I’d also like to remind you that reducing the size of your stomach will SEVERELY affect your vitamin B12 absorption. If you take nothing else, TAKE VITAMIN B SUPPLEMENTS. I read a paper that links Vitamin B deficiency to Dementia. My father seems to bear that out. He had “ulcer” surgery in the 70s (before they figured out that it was a bacterial infection). They removed 80% of his stomach. Sound familiar? Yep, he had VSG before they even knew what VSG was. He was never told to change his eating habits and he never took a vitamin. This explains why he’d always go lay down in pain after every meal. We were in the steakhouse business and he’d eat an 8oz steak… Can you imagine the pain? I can. But, anyway, he did not take any vitamin supplements at all and his brain has been swiss cheese since he was around 70. He is now 80 or so and is completely incoherent. I feel that this is because he did not take B vitamins. //my theory//

My current supplement regimen (My vendor is Vitacost. Use THIS LINK for a $10 coupon!):

1 200mcg Selenium (hot flashes)
1 Kyolic Kyo-Dophilus (reflux and gut health) Not currently taking this one.
1 Vitacost Synergy Once Daily Multivitamin
1 CoQ10
2 Vitacost Calcium/magnesium (dose is 3, so 2/3 regular dose)
1 QuickDots Vit B12 chewable (also has some other Bs in there)
1 Quickdots D3 and K2 chewable (to get the K2) DID YOU KNOW that most people are Vit D deficient these days? They are, due to the use of sunscreen. It is probably a good idea for most people to take a D and K supplement.

This has been my regimen for almost a year now. I still get a little reflux when I take them all at once, but not too bad. It rarely happens if I take the vitamins with food.

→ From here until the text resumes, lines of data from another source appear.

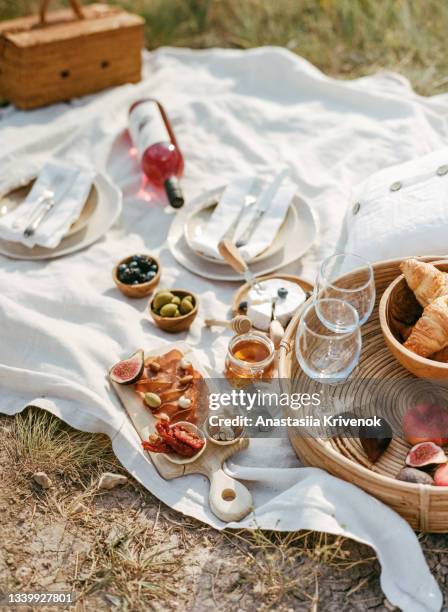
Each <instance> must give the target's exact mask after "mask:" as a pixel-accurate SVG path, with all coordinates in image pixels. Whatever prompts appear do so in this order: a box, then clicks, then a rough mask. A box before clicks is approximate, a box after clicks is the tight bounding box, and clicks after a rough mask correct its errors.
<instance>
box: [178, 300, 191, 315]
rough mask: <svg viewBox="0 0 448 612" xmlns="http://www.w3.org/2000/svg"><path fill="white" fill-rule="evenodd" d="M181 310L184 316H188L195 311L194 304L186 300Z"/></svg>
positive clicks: (182, 301) (188, 300) (189, 301)
mask: <svg viewBox="0 0 448 612" xmlns="http://www.w3.org/2000/svg"><path fill="white" fill-rule="evenodd" d="M179 310H180V311H181V313H182V314H188V313H189V312H191V311H192V310H193V303H192V302H191V301H190V300H187V298H184V299H183V300H182V302H181V303H180V306H179Z"/></svg>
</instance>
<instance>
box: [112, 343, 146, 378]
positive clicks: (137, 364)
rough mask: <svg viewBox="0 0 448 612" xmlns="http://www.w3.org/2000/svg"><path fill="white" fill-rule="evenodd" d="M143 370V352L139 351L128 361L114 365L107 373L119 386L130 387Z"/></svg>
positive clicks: (142, 351)
mask: <svg viewBox="0 0 448 612" xmlns="http://www.w3.org/2000/svg"><path fill="white" fill-rule="evenodd" d="M143 368H144V363H143V351H142V350H141V349H139V350H138V351H137V352H135V353H134V354H133V355H131V357H129V359H124V360H123V361H120V362H118V363H116V364H115V365H114V366H113V367H112V368H111V369H110V371H109V378H110V379H111V380H112V381H113V382H116V383H119V384H120V385H130V384H132V383H134V382H135V381H136V380H138V379H139V378H140V376H141V375H142V372H143Z"/></svg>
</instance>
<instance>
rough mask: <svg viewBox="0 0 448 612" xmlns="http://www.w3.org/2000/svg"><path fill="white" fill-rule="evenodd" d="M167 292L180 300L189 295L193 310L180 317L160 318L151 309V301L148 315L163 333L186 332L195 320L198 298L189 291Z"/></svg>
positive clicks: (175, 290) (151, 305)
mask: <svg viewBox="0 0 448 612" xmlns="http://www.w3.org/2000/svg"><path fill="white" fill-rule="evenodd" d="M169 292H170V293H172V294H173V295H177V296H179V297H180V299H182V298H184V297H186V296H187V295H191V296H192V298H193V310H192V311H191V312H189V313H188V314H186V315H181V316H180V317H161V316H160V315H158V314H157V313H155V312H154V311H153V309H152V299H151V300H150V301H149V306H148V308H149V313H150V315H151V317H152V318H153V319H154V322H155V324H156V325H157V326H158V327H160V329H163V330H164V331H167V332H170V333H173V334H174V333H178V332H181V331H186V330H187V329H189V327H190V325H191V324H192V323H193V321H194V320H195V318H196V315H197V314H198V298H197V296H196V295H195V294H194V293H192V292H191V291H184V290H183V289H169Z"/></svg>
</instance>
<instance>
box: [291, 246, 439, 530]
mask: <svg viewBox="0 0 448 612" xmlns="http://www.w3.org/2000/svg"><path fill="white" fill-rule="evenodd" d="M422 259H423V260H424V261H431V262H432V261H437V260H438V259H439V258H437V257H427V258H422ZM401 261H402V260H401V259H397V260H390V261H384V262H379V263H376V264H374V266H373V268H374V274H375V285H376V291H377V296H378V297H377V300H376V304H375V308H374V311H373V313H372V315H371V317H370V318H369V320H368V321H367V323H365V325H363V327H362V342H363V347H362V352H361V359H360V362H359V365H358V367H357V370H356V372H355V373H354V375H353V376H352V377H350V378H349V379H348V380H347V381H346V382H345V383H342V384H340V385H337V386H335V387H332V389H333V392H334V393H336V394H337V397H338V398H340V399H341V401H343V402H346V398H347V399H348V400H350V401H353V402H355V401H356V402H358V405H359V406H361V407H362V408H363V409H366V408H365V407H366V406H367V402H368V400H369V397H371V396H372V394H373V393H377V394H381V393H382V394H384V395H385V396H387V397H388V398H390V399H391V400H392V401H391V406H392V408H391V410H390V414H388V416H387V420H388V421H389V423H390V424H391V425H392V426H393V429H394V431H401V427H402V419H403V415H404V413H405V412H406V410H407V408H408V404H407V403H406V402H407V399H408V395H407V394H408V393H409V389H410V388H411V386H412V385H414V384H415V383H416V381H417V379H416V378H414V377H413V375H412V374H411V373H410V372H409V371H408V370H407V369H405V368H404V367H402V366H401V365H400V363H399V362H398V361H397V360H396V359H395V357H394V356H393V355H392V353H391V352H390V350H389V348H388V347H387V345H386V343H385V339H384V337H383V334H382V330H381V326H380V321H379V313H378V306H379V298H380V296H381V295H382V294H383V292H384V291H386V289H387V288H388V287H389V285H390V283H391V282H392V281H393V280H395V279H396V278H397V276H400V268H399V265H400V263H401ZM300 316H301V315H300V311H299V312H298V313H297V314H296V315H295V316H294V318H293V319H292V321H291V322H290V324H289V326H288V329H287V331H286V334H285V336H284V338H283V340H282V342H281V345H280V350H279V383H280V388H281V391H282V392H287V393H294V392H300V393H308V392H309V393H313V392H315V391H316V392H321V391H322V389H321V387H322V385H321V384H320V383H317V382H314V381H312V380H311V379H310V378H308V377H307V376H306V374H305V373H304V372H303V371H302V370H301V368H300V366H299V364H298V363H297V359H296V356H295V337H296V331H297V326H298V324H299V321H300ZM369 381H370V382H369ZM366 382H367V383H369V384H368V387H367V386H366ZM418 384H426V383H425V381H422V382H420V383H418ZM438 387H440V385H438ZM439 391H440V393H442V394H445V396H448V390H444V386H442V388H441V389H439ZM447 399H448V397H447ZM367 409H368V408H367ZM286 413H287V415H290V416H292V417H297V416H300V415H299V414H298V412H297V410H292V409H290V408H286ZM289 438H290V441H291V444H292V446H293V448H294V450H295V451H296V453H297V455H298V456H299V458H300V460H301V461H302V463H303V464H304V465H307V466H314V467H320V468H322V469H324V470H326V471H328V472H329V473H330V474H333V475H334V476H337V477H338V478H342V479H343V480H346V481H347V482H351V483H352V484H354V485H356V486H358V487H360V488H361V489H363V490H364V491H366V492H367V493H370V494H371V495H373V496H374V497H377V498H378V499H379V500H381V501H382V502H383V503H385V504H387V505H388V506H390V507H391V508H393V509H394V510H395V511H396V512H398V514H400V515H401V516H402V517H403V518H404V519H406V520H407V521H408V522H409V524H410V525H411V527H413V528H414V529H418V530H421V531H427V532H438V533H446V532H448V487H437V486H431V485H421V484H414V483H408V482H402V481H400V480H396V479H395V476H396V475H397V473H398V472H399V471H400V469H401V468H402V467H403V466H404V464H405V458H406V455H407V453H408V451H409V449H410V445H409V444H407V443H406V442H405V441H404V440H403V439H402V438H401V437H394V438H393V440H392V442H391V444H390V446H389V448H388V449H387V450H386V452H385V453H384V454H383V455H382V456H381V458H380V459H379V460H378V461H377V462H376V463H373V464H372V463H371V462H370V461H369V459H368V457H367V455H366V453H365V452H364V450H363V448H362V446H361V443H360V441H359V439H358V438H347V437H342V436H339V435H334V436H332V437H325V438H324V437H321V436H319V434H318V432H314V437H311V436H308V437H307V436H306V435H303V433H302V435H301V431H300V430H299V429H298V428H296V427H291V428H290V429H289Z"/></svg>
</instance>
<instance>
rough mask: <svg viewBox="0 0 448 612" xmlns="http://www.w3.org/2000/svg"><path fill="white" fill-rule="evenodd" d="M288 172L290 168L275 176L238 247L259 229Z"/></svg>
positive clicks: (237, 240)
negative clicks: (270, 205)
mask: <svg viewBox="0 0 448 612" xmlns="http://www.w3.org/2000/svg"><path fill="white" fill-rule="evenodd" d="M288 174H289V169H288V168H285V169H284V170H282V171H281V172H279V173H278V174H277V176H276V177H275V178H274V180H273V181H272V183H271V184H270V185H269V187H268V188H267V189H266V190H265V191H264V192H263V193H262V194H261V196H260V199H259V203H258V206H257V207H256V209H255V212H254V216H253V217H252V219H251V220H250V222H249V223H248V224H247V227H246V229H245V230H244V232H243V234H242V236H240V237H239V238H238V240H237V242H236V246H237V247H238V248H241V247H242V246H245V245H246V244H247V243H248V242H249V240H250V239H251V238H252V234H253V233H254V231H255V230H256V229H257V227H258V225H259V223H260V221H261V219H262V218H263V215H264V214H265V212H266V211H267V210H268V208H269V207H270V205H271V203H272V200H273V198H274V196H275V194H276V193H277V190H278V188H279V187H280V185H281V184H282V182H283V179H284V178H285V177H286V176H288Z"/></svg>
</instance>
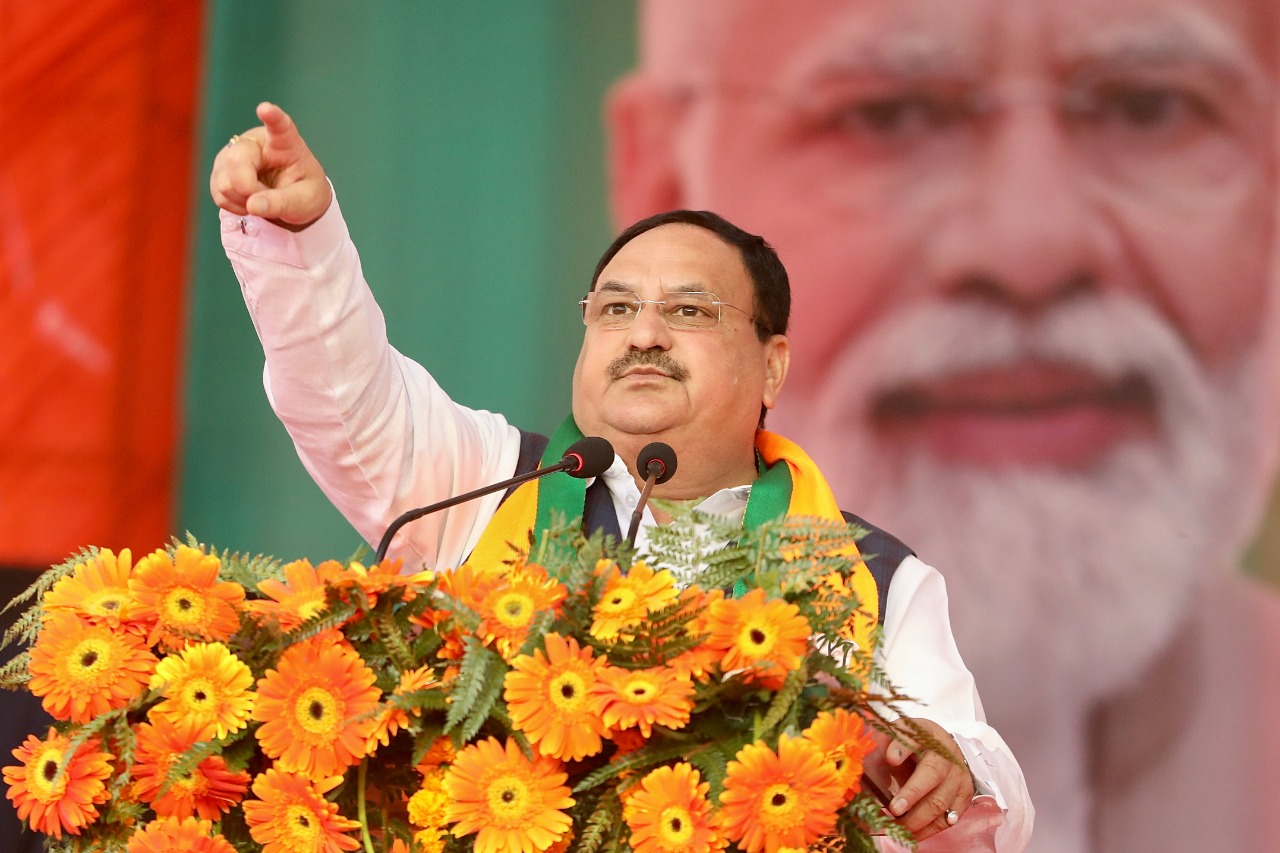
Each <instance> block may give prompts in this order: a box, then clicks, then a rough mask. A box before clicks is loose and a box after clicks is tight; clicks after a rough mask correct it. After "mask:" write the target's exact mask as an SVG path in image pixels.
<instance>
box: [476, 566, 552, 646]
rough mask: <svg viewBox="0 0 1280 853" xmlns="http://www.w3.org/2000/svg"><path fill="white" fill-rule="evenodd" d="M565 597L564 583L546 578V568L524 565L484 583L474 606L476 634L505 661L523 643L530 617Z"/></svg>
mask: <svg viewBox="0 0 1280 853" xmlns="http://www.w3.org/2000/svg"><path fill="white" fill-rule="evenodd" d="M567 594H568V590H567V589H566V588H564V584H562V583H561V581H558V580H556V579H554V578H552V576H550V575H548V574H547V569H544V567H543V566H539V565H536V564H532V562H530V564H525V565H524V566H520V567H517V569H513V570H512V571H511V573H509V574H508V575H504V576H498V578H494V579H493V580H490V581H489V583H488V584H486V589H485V590H484V597H483V598H481V599H480V602H479V605H477V606H476V612H479V613H480V629H479V631H477V634H479V635H480V639H483V640H484V642H485V644H490V646H493V647H494V648H497V649H498V653H499V654H502V657H503V660H507V661H509V660H511V658H512V656H513V654H516V652H518V651H520V647H521V646H524V644H525V639H526V638H527V637H529V626H530V625H531V624H532V621H534V617H535V616H538V613H540V612H543V611H548V610H554V608H557V607H559V605H561V602H563V601H564V597H566V596H567Z"/></svg>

One 20mg Kroger brand Nexium (esomeprazole) capsule in the morning and half a 20mg Nexium pill at night. They stopped making the pills, so when my stash runs out, I’ll go to two caps per day. I still cannot get off esomeprazole. I guess I’m on it for life. Sigh. Hopefully my kidneys won’t get damaged and/or my bones won’t dissolve. Sigh.

Side note:
Since surgery, my inflammation issues are GONE. (Still true, 2 years out!!) I no longer take naproxen. I’m very happy that the inflammation has disappeared – it is a nice bonus from the VSG.

As I’ve mentioned, I had to go back on omeprazole (Prilosec 20mg) esomeprazole (Nexium 20mg 2x/day) to keep the reflux in check – more on this HERE. This is why I am trying to find the absolute BEST calcium plan I can, because any -zole drug (PPI) blocks calcium absorption and has lots of BAD long term effects. I’d rather not have my bones dissolve, so I’m trying to work out the best strategy.

Protip: you can’t really check your calcium or other vitamin levels with blood tests. All these tests show is your SERUM levels, which are the levels in your blood, which is not the same as the absorption levels. So just take the dang vitamins and hope for the best.

As always, I hope this information is helpful to other bariatric patients out there who are trying to navigate the maze of supplements like I am.